Selon Radio-Canada, seulement 1 % des étudiants universitaires n’auraient jamais utilisé l’intelligence artificielle. Face à cette réalité, le corps enseignant a dû s’adapter. Plusieurs établissements autorisent désormais une utilisation balisée de l’IAG dans les travaux scolaires, à condition qu’elle soit clairement déclarée. Il est souvent exigé de préciser le contexte d’utilisation, de citer l’outil employé et parfois même de joindre des captures d’écran des échanges. L’absence de transparence peut être considérée comme une forme de plagiat, même si l’utilisation de l’intelligence artificielle est permise.
L’effet boomerang de l’intelligence artificielle
Une utilisation abusive ou dissimulée de l’intelligence artificielle peut se retourner contre les personnes étudiantes. Les établissements scolaires disposent désormais de logiciels de détection, tels que Compilatio, qui tentent d’identifier les textes générés par l’IAG. Toutefois, ces outils ne sont pas infaillibles et peuvent produire des faux positifs, exposant injustement certains étudiants à des enquêtes ou à des sanctions disciplinaires.
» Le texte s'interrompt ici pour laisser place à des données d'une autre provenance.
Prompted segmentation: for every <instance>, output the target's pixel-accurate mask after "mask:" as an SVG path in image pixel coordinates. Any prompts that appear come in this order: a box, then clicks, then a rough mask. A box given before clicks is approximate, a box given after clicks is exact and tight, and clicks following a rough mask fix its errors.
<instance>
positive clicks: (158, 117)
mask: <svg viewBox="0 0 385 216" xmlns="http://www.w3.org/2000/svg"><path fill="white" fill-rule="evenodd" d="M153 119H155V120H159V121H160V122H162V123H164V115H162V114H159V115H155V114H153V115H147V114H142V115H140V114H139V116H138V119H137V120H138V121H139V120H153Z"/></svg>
Cette situation renforce un climat de méfiance et souligne l’importance de la transparence, tant du côté des personnes membres de la communauté étudiante que du corps enseignant.
Difficile de trancher
La position à adopter envers l’intelligence artificielle demeure nuancée. En effet, elle n’est ni une ennemie ni une sauveuse, mais un outil qui doit être utilisé dans le respect de l’intégrité, de l’éthique, de la transparence et de l’équilibre. Lorsqu’elle est bien utilisée, elle peut enrichir les connaissances, approfondir les recherches et permettre d’économiser du temps. À l’inverse, une mauvaise utilisation peut entraîner des sanctions disciplinaires et engendrer des erreurs.